You gave me a good-bye pat on the head, avoided my
eyes, and politely refused to take my collar and leash
with you. You had a deadline tomeet and now I have
one, too. After you left, the two nice ladies said
you probably knew about your upcoming move months ago
and made no attempt to find me another good home. They
shook their heads and asked "How could you?"

They are as attentive to us here in the shelter as
their busy schedules allow. They feed us, of course,
but I lost my appetite days ago.

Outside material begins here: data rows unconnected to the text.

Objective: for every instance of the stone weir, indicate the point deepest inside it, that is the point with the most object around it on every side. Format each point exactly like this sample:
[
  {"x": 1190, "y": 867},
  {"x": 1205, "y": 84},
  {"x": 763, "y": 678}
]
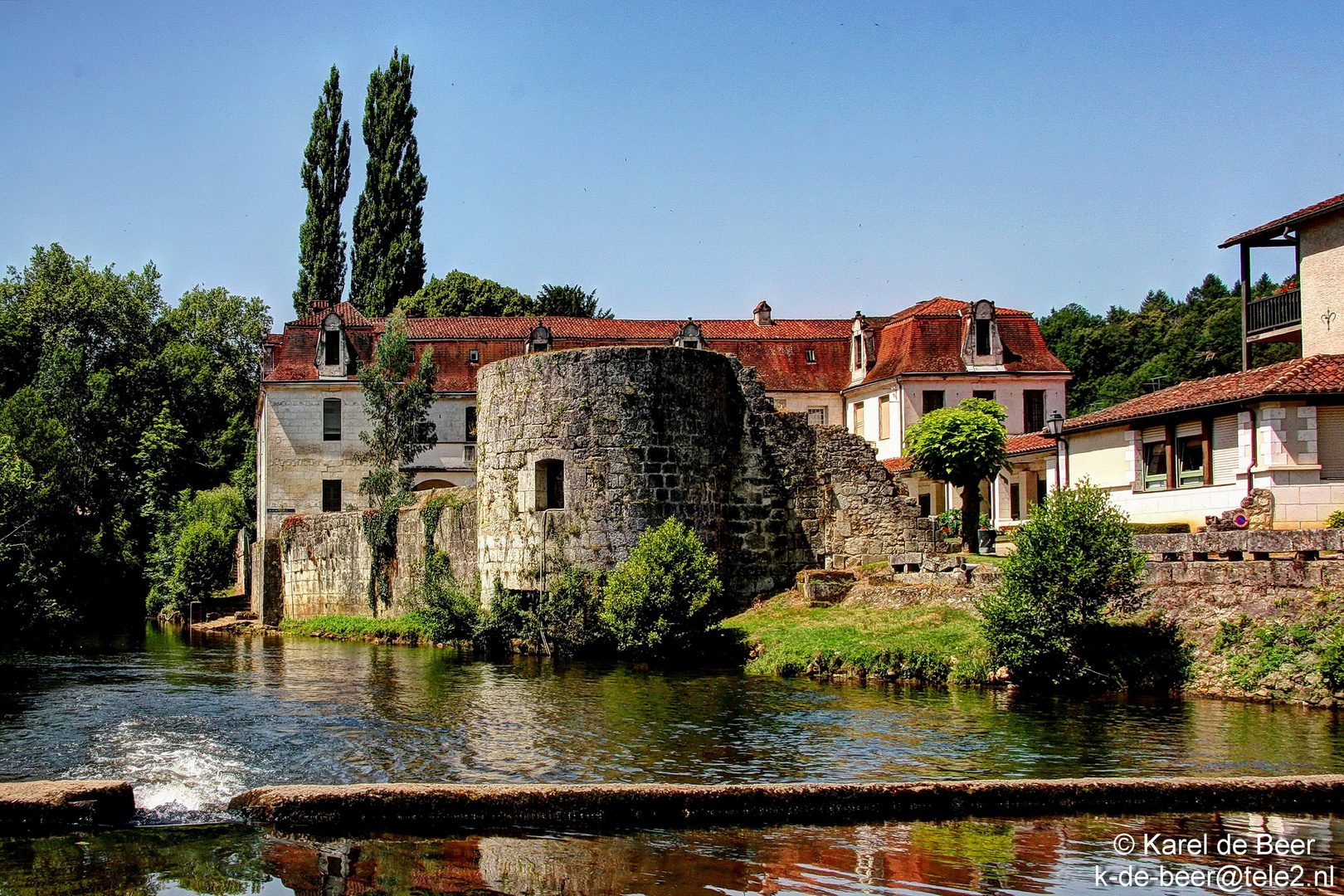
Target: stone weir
[{"x": 581, "y": 450}]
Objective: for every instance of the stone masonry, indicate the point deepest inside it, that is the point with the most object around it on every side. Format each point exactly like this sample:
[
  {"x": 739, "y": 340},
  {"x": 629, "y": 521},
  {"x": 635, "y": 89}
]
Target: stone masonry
[{"x": 582, "y": 450}]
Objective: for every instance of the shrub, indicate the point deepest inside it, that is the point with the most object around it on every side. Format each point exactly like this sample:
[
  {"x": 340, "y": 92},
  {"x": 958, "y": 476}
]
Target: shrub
[
  {"x": 446, "y": 611},
  {"x": 665, "y": 594},
  {"x": 1074, "y": 562}
]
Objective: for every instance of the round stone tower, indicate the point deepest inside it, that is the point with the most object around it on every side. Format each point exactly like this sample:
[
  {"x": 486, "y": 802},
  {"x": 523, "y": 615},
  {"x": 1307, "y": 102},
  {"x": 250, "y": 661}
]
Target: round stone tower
[{"x": 581, "y": 450}]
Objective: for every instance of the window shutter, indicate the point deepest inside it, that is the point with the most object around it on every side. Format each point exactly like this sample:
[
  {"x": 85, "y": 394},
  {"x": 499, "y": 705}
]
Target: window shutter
[
  {"x": 1329, "y": 441},
  {"x": 1227, "y": 455}
]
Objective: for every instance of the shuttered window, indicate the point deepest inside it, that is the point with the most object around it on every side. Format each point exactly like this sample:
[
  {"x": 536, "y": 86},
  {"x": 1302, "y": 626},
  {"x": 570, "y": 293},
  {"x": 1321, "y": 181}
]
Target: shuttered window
[
  {"x": 1227, "y": 455},
  {"x": 1329, "y": 441}
]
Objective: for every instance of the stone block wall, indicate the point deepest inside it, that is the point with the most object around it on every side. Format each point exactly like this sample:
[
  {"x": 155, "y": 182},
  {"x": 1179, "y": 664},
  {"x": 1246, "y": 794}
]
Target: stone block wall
[
  {"x": 324, "y": 561},
  {"x": 650, "y": 433}
]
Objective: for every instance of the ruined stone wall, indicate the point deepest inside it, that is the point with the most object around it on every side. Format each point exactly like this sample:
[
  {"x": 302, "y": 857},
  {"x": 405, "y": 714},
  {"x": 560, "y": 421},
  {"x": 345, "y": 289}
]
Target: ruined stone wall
[
  {"x": 652, "y": 433},
  {"x": 325, "y": 561}
]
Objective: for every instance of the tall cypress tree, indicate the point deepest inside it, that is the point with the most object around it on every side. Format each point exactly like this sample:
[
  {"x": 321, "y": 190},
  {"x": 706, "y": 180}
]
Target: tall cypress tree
[
  {"x": 321, "y": 242},
  {"x": 387, "y": 260}
]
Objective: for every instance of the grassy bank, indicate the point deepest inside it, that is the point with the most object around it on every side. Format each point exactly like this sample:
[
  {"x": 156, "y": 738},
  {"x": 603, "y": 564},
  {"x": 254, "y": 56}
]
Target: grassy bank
[
  {"x": 409, "y": 629},
  {"x": 928, "y": 642}
]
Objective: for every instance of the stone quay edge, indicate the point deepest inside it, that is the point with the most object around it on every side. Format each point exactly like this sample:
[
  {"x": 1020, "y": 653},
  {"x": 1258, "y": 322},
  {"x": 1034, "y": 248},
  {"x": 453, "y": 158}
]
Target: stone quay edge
[
  {"x": 418, "y": 805},
  {"x": 43, "y": 805}
]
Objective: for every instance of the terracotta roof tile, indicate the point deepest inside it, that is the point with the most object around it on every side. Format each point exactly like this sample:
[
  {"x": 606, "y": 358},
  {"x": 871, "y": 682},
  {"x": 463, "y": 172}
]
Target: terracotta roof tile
[
  {"x": 1320, "y": 373},
  {"x": 1311, "y": 212}
]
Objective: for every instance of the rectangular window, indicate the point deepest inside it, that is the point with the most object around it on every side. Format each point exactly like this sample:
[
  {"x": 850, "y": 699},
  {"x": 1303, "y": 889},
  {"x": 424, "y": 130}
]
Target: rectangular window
[
  {"x": 983, "y": 338},
  {"x": 331, "y": 496},
  {"x": 1034, "y": 410},
  {"x": 550, "y": 485},
  {"x": 1190, "y": 460},
  {"x": 331, "y": 419},
  {"x": 1155, "y": 466}
]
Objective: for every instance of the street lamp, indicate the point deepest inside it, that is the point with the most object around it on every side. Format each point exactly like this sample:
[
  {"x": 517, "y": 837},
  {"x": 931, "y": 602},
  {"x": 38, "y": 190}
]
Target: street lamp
[{"x": 1055, "y": 427}]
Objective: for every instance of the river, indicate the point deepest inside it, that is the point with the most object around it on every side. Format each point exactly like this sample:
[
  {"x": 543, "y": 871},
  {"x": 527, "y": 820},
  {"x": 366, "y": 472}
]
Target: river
[{"x": 194, "y": 719}]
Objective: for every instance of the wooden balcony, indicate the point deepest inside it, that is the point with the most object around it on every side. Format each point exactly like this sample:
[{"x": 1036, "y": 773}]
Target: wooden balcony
[{"x": 1274, "y": 319}]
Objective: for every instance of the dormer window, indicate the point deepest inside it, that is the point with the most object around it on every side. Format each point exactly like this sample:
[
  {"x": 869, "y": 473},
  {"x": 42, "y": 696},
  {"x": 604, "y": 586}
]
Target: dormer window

At first, whenever
anyone passed my pen, I rushed to the front, hoping it
was you that you had changed your mind-that this was
all a bad dream...or I hoped it would at
least be someone who cared, anyone who might save me.

When I realized I could not compete with the
frolicking for attention of happy puppies,oblivious to
their own fate, I retreated to a far corner and
waited. I heard her footsteps as she came for me at
the end of the day, and I padded along the aisle after
her to a separate room. A blissfully quiet room. She
placed me on the table and rubbed my ears, and told
me not to worry. My heart pounded in anticipation of
what was to come, but there was also a sense of relief.
The prisoner of love had run out of days.

As is my nature, I was more concerned about her. The
burden which she bears weighs heavily on her, and I
know that, the same way I knew your every mood. She
gently placed a tourniquet around my foreleg as a tear
ran down her cheek. I licked her hand in the same way
I used to comfort you so many years ago. She expertly
slid the hypodermic needle into my vein. As I felt
the sting and the cool liquid coursing through my
body, I lay down sleepily, looked into her kind eyes
and murmured "How could you?" Perhaps because
she understood my dogspeak, she said "I'm so sorry."

She hugged me, and hurriedly explained it was her job
to make sure I went to a better place, where I
wouldn't be ignored or abused or abandoned, or have
to fend for myself--a place of love and light so very
different from this earthly place.

And with my last bit of energy, I tried to convey to
her with a thump of my tail that my "How could you?"
was not directed at her. It was directed at you, My
Beloved Master, I was thinking of you. I will think of
you and wait for you forever. May everyone in your
life continue to show you so much loyalty.